Calculations on vectors become slower after better optimization flag and OpenMP

Consider the following Fortran code

program example
    implicit none
    integer, parameter  ::  ik = selected_int_kind(15)
    integer, parameter  ::  rk = selected_real_kind(15,307)
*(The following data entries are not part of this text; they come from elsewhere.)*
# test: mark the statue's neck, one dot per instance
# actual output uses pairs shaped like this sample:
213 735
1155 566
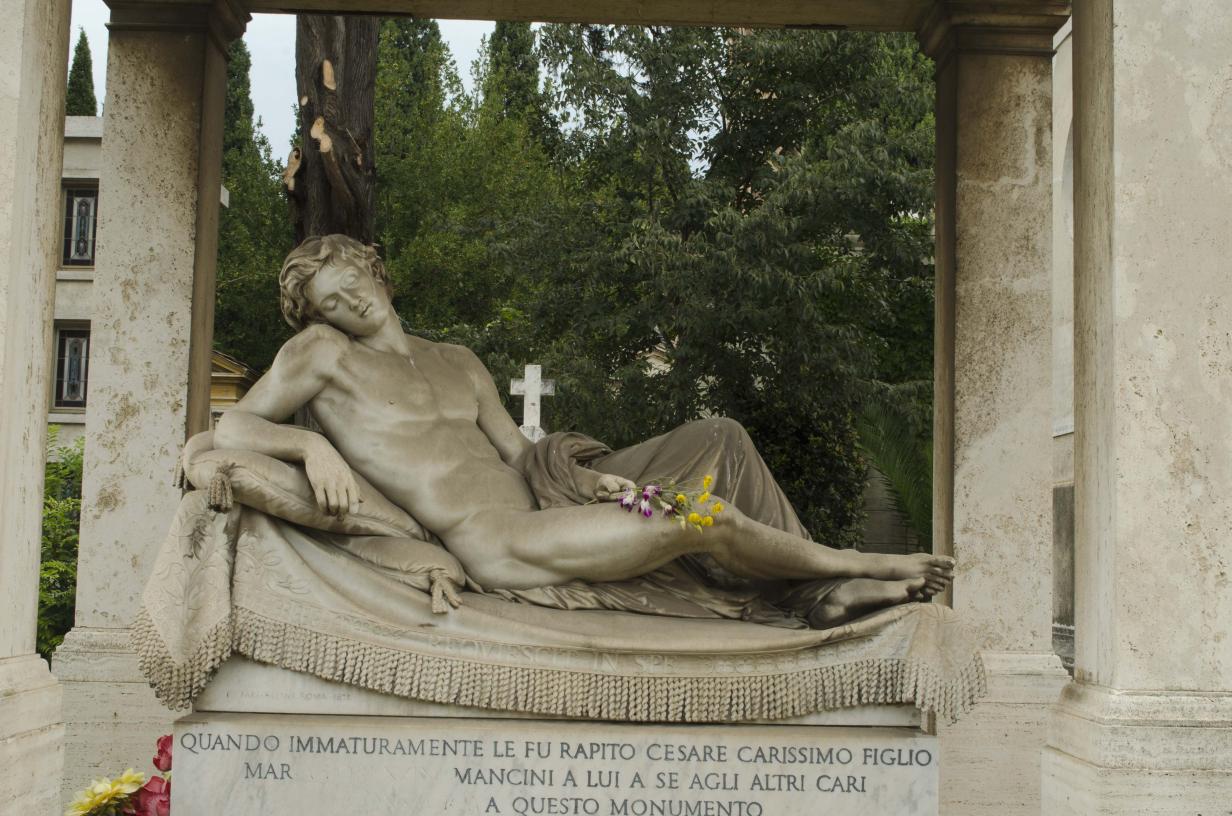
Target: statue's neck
391 338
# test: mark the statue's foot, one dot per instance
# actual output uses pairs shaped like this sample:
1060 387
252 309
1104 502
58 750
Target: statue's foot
859 597
917 565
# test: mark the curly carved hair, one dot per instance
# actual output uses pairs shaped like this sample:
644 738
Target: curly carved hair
306 260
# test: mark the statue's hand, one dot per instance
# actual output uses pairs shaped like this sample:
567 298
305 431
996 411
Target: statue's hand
609 487
332 480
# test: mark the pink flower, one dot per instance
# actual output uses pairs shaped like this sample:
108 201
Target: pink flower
163 758
153 798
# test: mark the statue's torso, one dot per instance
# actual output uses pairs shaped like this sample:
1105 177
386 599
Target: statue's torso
410 428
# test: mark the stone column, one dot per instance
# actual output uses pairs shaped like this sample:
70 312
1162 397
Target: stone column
993 465
33 59
1146 727
150 343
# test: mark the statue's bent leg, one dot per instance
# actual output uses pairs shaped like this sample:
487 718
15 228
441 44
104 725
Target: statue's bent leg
520 549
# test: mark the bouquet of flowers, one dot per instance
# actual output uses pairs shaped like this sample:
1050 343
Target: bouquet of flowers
678 502
131 793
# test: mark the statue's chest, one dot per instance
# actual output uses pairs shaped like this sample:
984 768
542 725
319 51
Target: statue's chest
420 388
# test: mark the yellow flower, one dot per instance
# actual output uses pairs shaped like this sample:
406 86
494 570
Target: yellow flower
102 793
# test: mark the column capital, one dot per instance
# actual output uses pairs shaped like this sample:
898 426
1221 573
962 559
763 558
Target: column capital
224 20
992 27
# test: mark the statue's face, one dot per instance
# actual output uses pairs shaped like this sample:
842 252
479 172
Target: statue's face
345 293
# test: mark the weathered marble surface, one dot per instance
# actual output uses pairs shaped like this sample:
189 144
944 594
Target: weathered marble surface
243 685
33 53
245 763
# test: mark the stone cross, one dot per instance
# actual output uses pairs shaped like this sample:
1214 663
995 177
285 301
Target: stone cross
532 386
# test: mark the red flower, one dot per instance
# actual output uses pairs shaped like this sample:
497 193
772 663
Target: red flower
153 798
163 758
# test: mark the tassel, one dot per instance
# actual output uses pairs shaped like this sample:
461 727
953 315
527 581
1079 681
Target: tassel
221 497
445 592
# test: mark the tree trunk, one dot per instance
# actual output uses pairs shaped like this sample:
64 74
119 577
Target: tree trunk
330 178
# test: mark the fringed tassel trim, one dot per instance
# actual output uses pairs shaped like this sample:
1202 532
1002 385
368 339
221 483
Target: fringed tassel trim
556 692
178 684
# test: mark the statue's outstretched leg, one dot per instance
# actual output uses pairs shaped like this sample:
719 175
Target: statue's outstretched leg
520 550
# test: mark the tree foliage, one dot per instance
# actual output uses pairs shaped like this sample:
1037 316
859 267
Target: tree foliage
254 231
62 517
79 99
674 222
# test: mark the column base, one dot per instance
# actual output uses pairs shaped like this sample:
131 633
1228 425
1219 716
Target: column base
1147 753
31 736
991 758
111 716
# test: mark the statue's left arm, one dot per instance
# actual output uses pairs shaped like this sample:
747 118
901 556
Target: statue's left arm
508 438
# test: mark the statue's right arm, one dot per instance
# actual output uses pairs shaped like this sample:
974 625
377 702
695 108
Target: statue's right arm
298 374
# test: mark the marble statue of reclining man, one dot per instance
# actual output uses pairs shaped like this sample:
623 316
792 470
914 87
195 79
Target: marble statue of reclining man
423 422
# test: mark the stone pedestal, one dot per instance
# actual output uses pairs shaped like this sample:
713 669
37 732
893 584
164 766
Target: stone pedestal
1147 725
150 345
260 742
992 449
33 57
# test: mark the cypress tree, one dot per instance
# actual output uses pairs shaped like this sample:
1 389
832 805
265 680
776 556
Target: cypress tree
254 232
79 97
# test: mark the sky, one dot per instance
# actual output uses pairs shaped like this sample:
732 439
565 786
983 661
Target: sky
271 38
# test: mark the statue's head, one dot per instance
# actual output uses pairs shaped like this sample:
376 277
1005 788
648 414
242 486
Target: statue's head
335 280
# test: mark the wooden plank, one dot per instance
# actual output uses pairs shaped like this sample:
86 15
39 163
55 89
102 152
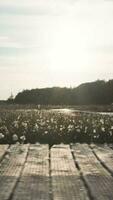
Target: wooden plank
34 181
105 154
10 169
98 180
66 182
3 149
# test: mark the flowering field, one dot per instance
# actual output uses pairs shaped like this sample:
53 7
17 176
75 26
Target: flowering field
47 126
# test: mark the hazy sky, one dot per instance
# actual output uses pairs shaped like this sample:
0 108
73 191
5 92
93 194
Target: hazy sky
46 43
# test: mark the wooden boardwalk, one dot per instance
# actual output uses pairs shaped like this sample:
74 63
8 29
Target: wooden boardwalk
64 172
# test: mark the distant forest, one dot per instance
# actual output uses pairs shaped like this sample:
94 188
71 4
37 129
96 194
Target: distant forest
98 92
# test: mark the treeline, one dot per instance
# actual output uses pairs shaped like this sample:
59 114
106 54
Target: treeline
98 92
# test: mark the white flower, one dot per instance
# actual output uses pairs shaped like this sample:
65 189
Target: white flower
94 130
24 124
23 138
45 132
15 137
103 129
15 124
1 135
36 127
78 130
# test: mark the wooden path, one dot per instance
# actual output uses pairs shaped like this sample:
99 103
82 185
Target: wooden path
64 172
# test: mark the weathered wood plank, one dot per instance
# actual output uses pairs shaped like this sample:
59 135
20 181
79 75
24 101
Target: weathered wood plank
3 149
105 155
98 180
34 181
66 182
10 169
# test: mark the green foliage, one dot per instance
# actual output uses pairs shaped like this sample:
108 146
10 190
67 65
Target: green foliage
98 92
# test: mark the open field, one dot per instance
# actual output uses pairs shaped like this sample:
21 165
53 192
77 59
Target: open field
54 126
67 172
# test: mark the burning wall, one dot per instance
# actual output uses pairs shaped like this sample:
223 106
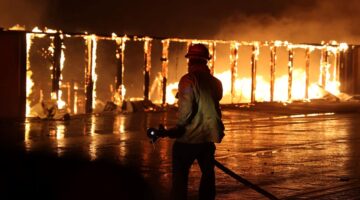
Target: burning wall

    integer(ik)         :: N, i, j, pc, time_rate, start_time, end_time, M

    real(rk), allocatable:: K(:,:), desc(:,:)
    real(rk)                :: kij, dij

    integer             :: omp_get_num_threads, nth
    N = 2000
    M = 400

    allocate(K(N,N))
    allocate(desc(N,M))

    pc=10
    do i = 1, N
        desc(i,:) = real(i,rk)
        if (i==int(N*pc)/100) then
            print * ,"desc % complete: ",pc
            pc=pc+10
        endif
    enddo
    call system_clock(start_time)
    !$OMP PARALLEL PRIVATE(nth)
    nth = omp_get_num_threads()
    print *,"omp threads", nth
    !$OMP END PARALLEL

    !$OMP PARALLEL DO &
    !$OMP DEFAULT(SHARED) &
    !$OMP PRIVATE(i,j,dij,kij)
    do i = 1, N
        do j = i, N
            dij = sum(abs(desc(i,:) - desc(j,:)))
            kij = dexp(-dij)
            K(i,j) = kij
            K(j,i) = kij
        enddo
        K(i,i) = K(i,i) + 0.1
    enddo
    !$OMP END PARALLEL DO

    call system_clock(end_time, time_rate)
    print* , "Time taken for Matrix:", real(end_time - start_time, rk)/real(time_rate, rk)

end program example

I compiled it using gfortran-6 on MacOS X 10.11 usin following flags

gfortran example.f90 -fopenmp -O0
gfortran example.f90 -fopenmp -O3
gfortran example.f90 -fopenmp -mtune=native

following which I ran it with single and double threads using OMP_NUM_THREADS variable. I can see that it is utilizing two cores. However O3 flag which should enable vectorization, does not help the performance at all, if anything it degrades it a bit. Timings are given below (in seconds) (avgd over 10 runs):

|Thrds->|   1  |  2  |
|Opt    |      |     |
----------------------
|O0     |10.962|9.183|
|O3     |11.581|9.250|
|mtune  |11.211|9.084|

What is wrong in my program?

Solution

First of all, if you want good performance from -O3, you should give it something that can actually be optimised. The bulk of the work happens in the sum intrinsic, which works on a vectorised expression. It doesn't get any more optimised when you switch from -O0 to -O3.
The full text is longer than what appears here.